I want to perform atomicAdd on a cuDoubleComplex variable. In order to do this I used the atomicAdd version for double found here:
https://docs.nvidia.com/cuda/cuda-c-programming-guide/index.html#atomic-functions
to do attomic adds independently on the real and imaginary parts of the cuDoubleComplex variable. The simple kernel I wrote is:

__device__ void atAddComplex(cuDoubleComplex* a, cuDoubleComplex b){
  //transform the addresses of real and imag. parts to double pointers
  double *x = (double*)a;
  double *y = x+1;
  //use atomicAdd for double variables
  atomicAdd(x, cuCreal(b));
  atomicAdd(y, cuCimag(b));
}

Then I test it using a kernel that adds the elements of an array of complex numbers (array) and stores the result in a dynamically allocated variable (sum):

__global__ void sum_kernel(cuDoubleComplex *array, cuDoubleComplex *sum){
  int n = threadIdx.x + blockDim.x * blockIdx.x;
  if(n < AR_SIZE){
    atAddComplex(&sum[0], array[n]);
  }
}

Finally I use the addition kernel:

int main(){
  cuDoubleComplex z = make_cuDoubleComplex(1.5, 2.);
  cuDoubleComplex *array;
  array = new cuDoubleComplex[AR_SIZE];
  for(int i = 0; i < AR_SIZE; ++i)
    array[i] = make_cuDoubleComplex(cuCreal(z), cuCimag(z));
  
  //Allocate and copy memory to device
  cuDoubleComplex *d_array;
  cudaMalloc((void**)&d_array, sizeof(cuDoubleComplex)*(AR_SIZE));
  cudaMemcpy(d_array, array, sizeof(cuDoubleComplex)*(AR_SIZE), cudaMemcpyHostToDevice);

  //Define grid and block size
  int blocks = AR_SIZE / BLOCK_WIDTH;
  if(AR_SIZE % BLOCK_WIDTH) blocks++;

  //Allocate memory for output
  cuDoubleComplex *d_sum;
  cudaMalloc((void**)&d_sum, sizeof(cuDoubleComplex));

  // Kernel invocation code
  dim3 dimGrid(blocks, 1, 1);
  dim3 dimBlock(BLOCK_WIDTH, 1, 1);
  sum_kernel<<<dimGrid,dimBlock>>>(d_array, d_sum);

  //copy output to host
  cuDoubleComplex *sum;
  sum = new cuDoubleComplex[1];
  sum[0] = make_cuDoubleComplex(0., 0.);
  cudaMemcpy(sum, d_sum, sizeof(cuDoubleComplex), cudaMemcpyDeviceToHost);

  //print result
  cout<<"sum="<<cuCreal(sum[0])<<" + i*"<<cuCimag(sum[0])<<endl;

  //free memmory
  cudaFree(d_array);
  cudaFree(d_sum);
  delete[] array;
  delete[] sum;
  
  return 0;
}

The code seems to add correctly except for one thing: unless I set d_sum to 0 using

cudaMemset(d_sum, 0, sizeof(cuDoubleComplex));

the result stacks every time I run the code, so for example if AR_SIZE=100, the first time you run it you get 150 + i 200, If you run it again you get 300 + i 400 , then 450 + i 600 and so. Why is this happening if I do cudaFree(d_sum)?

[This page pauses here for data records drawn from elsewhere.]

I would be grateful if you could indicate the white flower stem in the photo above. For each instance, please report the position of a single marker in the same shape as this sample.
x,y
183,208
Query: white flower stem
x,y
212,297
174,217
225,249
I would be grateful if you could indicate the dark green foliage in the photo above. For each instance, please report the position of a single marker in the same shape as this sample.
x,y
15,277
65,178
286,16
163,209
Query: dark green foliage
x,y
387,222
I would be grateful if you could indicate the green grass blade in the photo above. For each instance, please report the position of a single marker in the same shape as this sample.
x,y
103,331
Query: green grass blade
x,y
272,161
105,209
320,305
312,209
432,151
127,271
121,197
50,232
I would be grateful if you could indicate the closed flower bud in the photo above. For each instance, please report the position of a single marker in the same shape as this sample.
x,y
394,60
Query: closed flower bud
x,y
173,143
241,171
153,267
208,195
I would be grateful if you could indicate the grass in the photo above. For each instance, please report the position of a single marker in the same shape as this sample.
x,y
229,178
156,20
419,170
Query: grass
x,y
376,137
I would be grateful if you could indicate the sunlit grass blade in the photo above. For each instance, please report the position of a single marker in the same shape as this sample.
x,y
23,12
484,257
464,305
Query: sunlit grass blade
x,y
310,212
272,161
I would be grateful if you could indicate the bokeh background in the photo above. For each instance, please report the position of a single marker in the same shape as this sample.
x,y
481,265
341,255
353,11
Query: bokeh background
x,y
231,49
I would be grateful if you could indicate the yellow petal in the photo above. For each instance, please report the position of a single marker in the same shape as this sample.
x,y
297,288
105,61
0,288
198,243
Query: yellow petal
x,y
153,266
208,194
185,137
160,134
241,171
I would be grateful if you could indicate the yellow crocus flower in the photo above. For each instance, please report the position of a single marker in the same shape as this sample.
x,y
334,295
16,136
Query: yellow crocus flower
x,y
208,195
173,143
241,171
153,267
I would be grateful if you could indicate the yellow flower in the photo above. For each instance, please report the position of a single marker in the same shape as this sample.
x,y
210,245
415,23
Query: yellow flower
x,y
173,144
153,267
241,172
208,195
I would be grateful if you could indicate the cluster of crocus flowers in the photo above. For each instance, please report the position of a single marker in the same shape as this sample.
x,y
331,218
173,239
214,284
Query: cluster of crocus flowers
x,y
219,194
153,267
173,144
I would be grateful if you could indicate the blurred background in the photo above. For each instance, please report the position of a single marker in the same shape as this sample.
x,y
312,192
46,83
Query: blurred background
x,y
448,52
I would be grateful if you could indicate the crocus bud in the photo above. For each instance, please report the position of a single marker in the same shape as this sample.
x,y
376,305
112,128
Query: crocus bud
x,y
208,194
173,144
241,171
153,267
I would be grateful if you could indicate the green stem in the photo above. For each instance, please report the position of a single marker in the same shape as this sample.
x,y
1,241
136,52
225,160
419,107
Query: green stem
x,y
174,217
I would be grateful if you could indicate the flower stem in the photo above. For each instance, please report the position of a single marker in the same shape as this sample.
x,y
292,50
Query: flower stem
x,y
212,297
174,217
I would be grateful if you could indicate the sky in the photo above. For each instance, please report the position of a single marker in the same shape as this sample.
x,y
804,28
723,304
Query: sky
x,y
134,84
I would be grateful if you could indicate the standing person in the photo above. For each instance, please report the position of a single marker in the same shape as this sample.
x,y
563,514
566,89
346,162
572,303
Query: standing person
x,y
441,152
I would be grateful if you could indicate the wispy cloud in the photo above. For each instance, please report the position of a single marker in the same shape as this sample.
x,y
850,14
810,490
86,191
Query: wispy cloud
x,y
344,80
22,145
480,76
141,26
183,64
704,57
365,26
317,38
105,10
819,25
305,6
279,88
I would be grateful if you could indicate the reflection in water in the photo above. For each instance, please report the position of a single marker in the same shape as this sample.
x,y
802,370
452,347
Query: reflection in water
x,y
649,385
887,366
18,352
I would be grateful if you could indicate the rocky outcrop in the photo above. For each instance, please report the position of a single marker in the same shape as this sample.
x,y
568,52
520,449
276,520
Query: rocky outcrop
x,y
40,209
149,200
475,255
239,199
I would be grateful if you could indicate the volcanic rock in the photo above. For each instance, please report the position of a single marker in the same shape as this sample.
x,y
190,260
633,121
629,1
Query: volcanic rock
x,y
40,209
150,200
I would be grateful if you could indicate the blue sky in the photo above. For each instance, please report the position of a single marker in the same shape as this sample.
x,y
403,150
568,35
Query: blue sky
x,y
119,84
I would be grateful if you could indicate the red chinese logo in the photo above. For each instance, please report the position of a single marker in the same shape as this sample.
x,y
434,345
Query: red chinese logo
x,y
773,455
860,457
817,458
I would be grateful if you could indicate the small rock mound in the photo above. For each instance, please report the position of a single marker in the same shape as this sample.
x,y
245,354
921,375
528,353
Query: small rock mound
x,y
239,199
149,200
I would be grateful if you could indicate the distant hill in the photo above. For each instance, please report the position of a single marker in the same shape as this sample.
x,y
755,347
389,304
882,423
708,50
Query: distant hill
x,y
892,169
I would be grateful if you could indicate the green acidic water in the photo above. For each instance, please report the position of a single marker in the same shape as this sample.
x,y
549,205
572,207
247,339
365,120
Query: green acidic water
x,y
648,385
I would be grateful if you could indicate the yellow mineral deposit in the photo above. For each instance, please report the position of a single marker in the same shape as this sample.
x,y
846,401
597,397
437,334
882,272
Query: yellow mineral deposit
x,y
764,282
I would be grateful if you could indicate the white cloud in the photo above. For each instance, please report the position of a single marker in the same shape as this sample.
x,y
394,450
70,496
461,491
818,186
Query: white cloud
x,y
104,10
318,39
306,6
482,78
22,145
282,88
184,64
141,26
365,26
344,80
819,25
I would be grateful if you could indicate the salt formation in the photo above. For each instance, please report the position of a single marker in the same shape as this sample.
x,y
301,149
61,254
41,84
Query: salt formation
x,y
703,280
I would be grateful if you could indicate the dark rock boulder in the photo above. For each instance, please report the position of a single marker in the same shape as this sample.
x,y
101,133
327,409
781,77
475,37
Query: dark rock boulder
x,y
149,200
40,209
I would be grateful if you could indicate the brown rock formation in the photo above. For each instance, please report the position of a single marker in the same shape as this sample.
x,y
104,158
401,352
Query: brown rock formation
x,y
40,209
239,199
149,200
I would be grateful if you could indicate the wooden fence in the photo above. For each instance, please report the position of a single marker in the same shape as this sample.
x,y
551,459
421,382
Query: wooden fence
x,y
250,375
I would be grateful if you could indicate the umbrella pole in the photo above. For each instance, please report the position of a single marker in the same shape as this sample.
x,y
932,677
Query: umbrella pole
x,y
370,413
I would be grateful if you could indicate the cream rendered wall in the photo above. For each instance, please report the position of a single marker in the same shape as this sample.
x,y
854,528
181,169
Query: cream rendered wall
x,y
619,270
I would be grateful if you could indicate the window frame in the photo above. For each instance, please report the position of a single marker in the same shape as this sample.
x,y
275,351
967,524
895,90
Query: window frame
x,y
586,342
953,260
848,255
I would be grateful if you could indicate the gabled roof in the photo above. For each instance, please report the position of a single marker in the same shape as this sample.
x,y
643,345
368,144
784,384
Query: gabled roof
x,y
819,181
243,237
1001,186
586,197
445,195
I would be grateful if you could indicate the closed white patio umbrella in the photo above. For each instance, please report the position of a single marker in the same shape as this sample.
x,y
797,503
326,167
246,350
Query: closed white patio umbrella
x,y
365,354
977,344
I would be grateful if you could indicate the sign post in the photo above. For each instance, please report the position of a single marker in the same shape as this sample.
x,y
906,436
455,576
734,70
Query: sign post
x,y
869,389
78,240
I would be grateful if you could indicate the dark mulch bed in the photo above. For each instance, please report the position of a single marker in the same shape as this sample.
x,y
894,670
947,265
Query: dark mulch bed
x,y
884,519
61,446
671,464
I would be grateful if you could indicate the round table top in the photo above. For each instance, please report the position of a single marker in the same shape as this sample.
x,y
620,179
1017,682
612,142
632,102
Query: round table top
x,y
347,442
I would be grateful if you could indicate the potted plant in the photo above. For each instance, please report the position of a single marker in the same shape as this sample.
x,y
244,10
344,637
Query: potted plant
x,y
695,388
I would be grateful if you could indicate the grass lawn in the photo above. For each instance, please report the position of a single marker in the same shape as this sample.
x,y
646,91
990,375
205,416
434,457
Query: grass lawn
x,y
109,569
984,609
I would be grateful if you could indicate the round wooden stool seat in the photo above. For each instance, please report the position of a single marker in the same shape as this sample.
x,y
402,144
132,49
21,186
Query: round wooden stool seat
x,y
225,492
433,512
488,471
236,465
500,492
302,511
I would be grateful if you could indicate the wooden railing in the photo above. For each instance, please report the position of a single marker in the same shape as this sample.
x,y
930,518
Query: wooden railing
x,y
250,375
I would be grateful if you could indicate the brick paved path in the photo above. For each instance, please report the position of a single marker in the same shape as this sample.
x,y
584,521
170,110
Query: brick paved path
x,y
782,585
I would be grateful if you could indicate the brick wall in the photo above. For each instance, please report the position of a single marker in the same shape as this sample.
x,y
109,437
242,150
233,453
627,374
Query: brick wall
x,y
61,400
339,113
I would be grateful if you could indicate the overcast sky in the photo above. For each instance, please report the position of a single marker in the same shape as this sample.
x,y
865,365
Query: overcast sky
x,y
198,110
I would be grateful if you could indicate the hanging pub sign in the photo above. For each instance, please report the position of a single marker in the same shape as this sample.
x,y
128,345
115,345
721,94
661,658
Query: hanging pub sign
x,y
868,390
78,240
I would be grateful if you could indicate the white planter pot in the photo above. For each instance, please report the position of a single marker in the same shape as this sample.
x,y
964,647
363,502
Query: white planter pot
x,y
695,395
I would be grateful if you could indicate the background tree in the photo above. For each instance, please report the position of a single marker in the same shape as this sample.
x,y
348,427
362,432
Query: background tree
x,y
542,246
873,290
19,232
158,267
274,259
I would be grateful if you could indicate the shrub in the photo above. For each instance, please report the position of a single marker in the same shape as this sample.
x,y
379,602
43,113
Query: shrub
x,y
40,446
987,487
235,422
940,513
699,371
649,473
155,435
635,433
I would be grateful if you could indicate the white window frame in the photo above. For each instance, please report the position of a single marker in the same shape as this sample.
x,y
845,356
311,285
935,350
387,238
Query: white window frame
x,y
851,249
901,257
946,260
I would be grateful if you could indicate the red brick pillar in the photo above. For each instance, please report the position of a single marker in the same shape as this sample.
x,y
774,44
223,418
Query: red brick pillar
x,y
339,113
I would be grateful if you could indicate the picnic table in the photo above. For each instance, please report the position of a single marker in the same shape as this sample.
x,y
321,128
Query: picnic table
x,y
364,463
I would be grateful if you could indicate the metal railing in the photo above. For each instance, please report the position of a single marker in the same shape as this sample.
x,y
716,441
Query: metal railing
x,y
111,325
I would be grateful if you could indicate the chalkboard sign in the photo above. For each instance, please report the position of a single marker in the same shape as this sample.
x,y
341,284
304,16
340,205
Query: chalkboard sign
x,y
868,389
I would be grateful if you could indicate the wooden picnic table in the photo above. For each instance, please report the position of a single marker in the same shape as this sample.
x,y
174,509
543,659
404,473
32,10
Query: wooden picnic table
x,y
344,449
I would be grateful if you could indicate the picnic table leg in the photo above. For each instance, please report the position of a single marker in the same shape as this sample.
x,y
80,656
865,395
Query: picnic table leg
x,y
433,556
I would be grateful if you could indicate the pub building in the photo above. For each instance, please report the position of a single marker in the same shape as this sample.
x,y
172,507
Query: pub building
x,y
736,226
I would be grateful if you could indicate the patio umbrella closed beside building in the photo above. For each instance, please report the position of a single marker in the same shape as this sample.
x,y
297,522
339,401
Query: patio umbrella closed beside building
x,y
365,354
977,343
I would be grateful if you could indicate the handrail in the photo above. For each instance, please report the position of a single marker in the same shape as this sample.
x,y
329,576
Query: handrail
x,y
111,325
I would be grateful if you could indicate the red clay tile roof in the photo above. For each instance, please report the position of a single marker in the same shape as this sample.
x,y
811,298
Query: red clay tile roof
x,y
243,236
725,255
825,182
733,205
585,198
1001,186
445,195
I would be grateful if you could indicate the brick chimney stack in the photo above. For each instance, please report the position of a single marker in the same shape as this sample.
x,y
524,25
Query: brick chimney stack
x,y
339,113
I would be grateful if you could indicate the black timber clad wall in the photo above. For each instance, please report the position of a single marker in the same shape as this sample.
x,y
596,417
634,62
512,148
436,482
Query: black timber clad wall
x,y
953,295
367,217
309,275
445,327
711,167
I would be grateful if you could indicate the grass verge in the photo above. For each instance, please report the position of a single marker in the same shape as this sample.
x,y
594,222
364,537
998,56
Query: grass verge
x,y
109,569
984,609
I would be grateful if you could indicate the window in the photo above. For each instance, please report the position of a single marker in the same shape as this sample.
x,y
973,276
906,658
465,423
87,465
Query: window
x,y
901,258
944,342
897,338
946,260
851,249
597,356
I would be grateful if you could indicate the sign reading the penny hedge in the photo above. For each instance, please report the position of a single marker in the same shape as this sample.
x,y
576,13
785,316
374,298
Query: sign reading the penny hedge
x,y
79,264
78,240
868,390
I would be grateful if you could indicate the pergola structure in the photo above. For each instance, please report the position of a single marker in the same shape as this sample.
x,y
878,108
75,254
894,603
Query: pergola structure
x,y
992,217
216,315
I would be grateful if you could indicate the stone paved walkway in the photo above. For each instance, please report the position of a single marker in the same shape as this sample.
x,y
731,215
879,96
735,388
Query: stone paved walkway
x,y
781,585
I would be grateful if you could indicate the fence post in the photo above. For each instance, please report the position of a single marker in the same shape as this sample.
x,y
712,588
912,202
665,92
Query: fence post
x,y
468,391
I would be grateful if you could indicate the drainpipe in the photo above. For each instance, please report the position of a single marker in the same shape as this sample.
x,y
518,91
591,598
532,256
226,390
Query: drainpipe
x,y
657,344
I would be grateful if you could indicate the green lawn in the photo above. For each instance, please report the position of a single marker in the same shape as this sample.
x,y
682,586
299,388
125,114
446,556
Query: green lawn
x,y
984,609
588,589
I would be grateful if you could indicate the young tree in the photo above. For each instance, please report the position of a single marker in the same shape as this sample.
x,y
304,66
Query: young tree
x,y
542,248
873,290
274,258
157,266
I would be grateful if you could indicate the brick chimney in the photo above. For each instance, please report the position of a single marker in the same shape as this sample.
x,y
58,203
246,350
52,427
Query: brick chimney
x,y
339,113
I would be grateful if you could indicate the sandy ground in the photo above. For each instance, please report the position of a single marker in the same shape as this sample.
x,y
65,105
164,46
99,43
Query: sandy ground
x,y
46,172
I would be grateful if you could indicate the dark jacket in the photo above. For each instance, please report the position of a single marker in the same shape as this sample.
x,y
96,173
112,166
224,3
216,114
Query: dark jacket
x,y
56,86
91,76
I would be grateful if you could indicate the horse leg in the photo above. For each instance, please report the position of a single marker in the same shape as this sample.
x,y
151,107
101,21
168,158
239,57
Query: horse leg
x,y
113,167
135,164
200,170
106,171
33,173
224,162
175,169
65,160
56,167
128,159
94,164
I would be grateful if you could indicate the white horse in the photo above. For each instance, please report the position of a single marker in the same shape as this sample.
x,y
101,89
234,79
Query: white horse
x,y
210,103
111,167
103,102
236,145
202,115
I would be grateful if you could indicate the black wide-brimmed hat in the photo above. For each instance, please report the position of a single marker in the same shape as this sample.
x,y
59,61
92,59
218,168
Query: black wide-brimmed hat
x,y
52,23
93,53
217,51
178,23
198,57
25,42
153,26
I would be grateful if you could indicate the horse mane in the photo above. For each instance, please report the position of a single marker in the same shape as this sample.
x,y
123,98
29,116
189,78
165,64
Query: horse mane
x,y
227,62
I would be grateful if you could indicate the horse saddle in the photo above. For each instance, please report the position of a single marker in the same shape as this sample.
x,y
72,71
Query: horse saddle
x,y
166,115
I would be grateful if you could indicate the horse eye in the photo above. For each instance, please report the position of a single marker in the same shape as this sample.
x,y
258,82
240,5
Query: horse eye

Thank you for any help you can give.

Because all dynamically allocated variables need to be properly initialized. This is true in C or C++ as well, if you use a dynamic allocator like malloc.

cudaFree does not erase anything (nor does free())
cudaMalloc does not initialize anything (nor does malloc())

Thank you txbob. So the values stay in memory until something else uses the memory address in particular.